Escribir

«Tome un libro, deje un libro». Cernobbio, Italia.

Cuando era chico soñaba con ser escritor. Pero después, no sé por qué, el sueño quedó en la nada. De chico escribía cuentos, textos periodísticos de ficción, y cosas graciosas, aunque nunca me metí en concursos ni fui parte de ninguna antología de escritores jóvenes. Solo escribía, imprimía, y se lo hacía leer a mis amigos y familia.

Pero en algún momento dejé de hacerlo, y no tengo idea de por qué. Supongo que cuando sos adolescente y estás llegando a la juventud, te enfocás en cosas que no valen la pena —o un poco sí, si querés llegar sano a la adultez—, y dejás de lado el desarrollo de talentos que podrían hacer que te diferencies del resto cuando sos grande y te metés en una rutina trabajando 48 horas a la semana como todo el mundo.

Cuando tenía unos 18, empecé a escribir en un blog, donde seguramente publiqué muchas pavadas. Tal vez eran las pavadas típicas de un chico inseguro que buscaba validación opinando o siendo crítico sobre temas de los que en realidad no tenía idea. O tal vez no era todo tan malo, y también usaba el blog para publicar cuentos y experimentar con la poesía y la traducción. Como sea, desde aquellos años hasta ahora, siempre tuve algún blog por ahí, aunque cada algunos años me avergonzaba de mis publicaciones viejas y las borraba.

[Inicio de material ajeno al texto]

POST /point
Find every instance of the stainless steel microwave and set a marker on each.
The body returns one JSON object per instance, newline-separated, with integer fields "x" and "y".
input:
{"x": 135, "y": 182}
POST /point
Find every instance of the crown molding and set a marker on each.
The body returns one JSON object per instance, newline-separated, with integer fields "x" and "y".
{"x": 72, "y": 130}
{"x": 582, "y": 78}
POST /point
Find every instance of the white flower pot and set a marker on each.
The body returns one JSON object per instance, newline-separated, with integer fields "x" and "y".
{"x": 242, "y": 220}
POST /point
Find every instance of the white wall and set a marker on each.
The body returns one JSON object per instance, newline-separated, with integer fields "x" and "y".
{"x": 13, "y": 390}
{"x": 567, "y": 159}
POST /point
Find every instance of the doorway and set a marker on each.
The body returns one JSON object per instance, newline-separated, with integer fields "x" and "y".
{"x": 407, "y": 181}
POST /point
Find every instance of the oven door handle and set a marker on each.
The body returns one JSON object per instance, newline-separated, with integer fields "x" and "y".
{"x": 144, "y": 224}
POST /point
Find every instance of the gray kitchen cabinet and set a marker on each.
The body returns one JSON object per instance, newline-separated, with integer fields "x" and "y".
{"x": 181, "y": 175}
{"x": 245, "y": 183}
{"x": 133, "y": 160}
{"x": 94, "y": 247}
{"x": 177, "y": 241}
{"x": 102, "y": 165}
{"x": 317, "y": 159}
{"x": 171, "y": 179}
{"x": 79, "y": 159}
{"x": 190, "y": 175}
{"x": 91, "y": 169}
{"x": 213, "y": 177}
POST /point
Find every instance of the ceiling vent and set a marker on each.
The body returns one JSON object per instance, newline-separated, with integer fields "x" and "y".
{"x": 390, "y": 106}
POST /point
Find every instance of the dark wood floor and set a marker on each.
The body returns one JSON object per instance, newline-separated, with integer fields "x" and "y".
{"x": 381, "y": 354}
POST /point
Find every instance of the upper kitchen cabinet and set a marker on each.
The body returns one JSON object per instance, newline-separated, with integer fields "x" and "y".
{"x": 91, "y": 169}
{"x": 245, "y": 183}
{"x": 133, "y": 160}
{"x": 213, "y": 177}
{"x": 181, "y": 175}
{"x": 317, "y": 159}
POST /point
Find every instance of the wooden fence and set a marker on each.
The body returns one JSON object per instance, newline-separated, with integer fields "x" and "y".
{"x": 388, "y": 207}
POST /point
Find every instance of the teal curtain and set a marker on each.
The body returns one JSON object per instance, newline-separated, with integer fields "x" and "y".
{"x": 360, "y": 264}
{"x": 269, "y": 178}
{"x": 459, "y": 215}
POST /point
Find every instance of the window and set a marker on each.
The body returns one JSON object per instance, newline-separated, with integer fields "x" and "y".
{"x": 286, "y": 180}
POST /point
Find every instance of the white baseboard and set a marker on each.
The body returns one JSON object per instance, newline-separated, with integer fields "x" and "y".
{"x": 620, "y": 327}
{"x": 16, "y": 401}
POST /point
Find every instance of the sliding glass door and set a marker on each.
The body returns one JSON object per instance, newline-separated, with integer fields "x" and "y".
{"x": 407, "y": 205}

Un día me di cuenta de que había abandonado mi blog hacía ya mucho, y supe que había perdido la costumbre de escribir mis pensamientos.

Más adelante, mientras estudiaba para ser traductor, conocí algunos chicos que escribían muy bien, aunque ni ellos ni yo pensábamos en ser escritores. Más bien, éramos buenos compañeros —amigos, diría— que compartíamos las penurias de los exámenes y los trabajos prácticos, y hablábamos de literatura, de todos esos autores yanquis e ingleses, y de cómo traducir esas expresiones difíciles. En una clase, una profesora nos dijo que un traductor de textos literarios es, en realidad, un escritor. Así que yo creo que durante esos años todos fuimos un poco escritores.

Nunca escribí nada que valiera la pena, pero hay algo lindo en hacerlo igualmente. Escribir nos puede ayudar a ordenar nuestras ideas, conectar con el mundo, con Dios, con nuestra historia, o quizás con la de alguien más. Y esa es una buena manera de pasar la vida.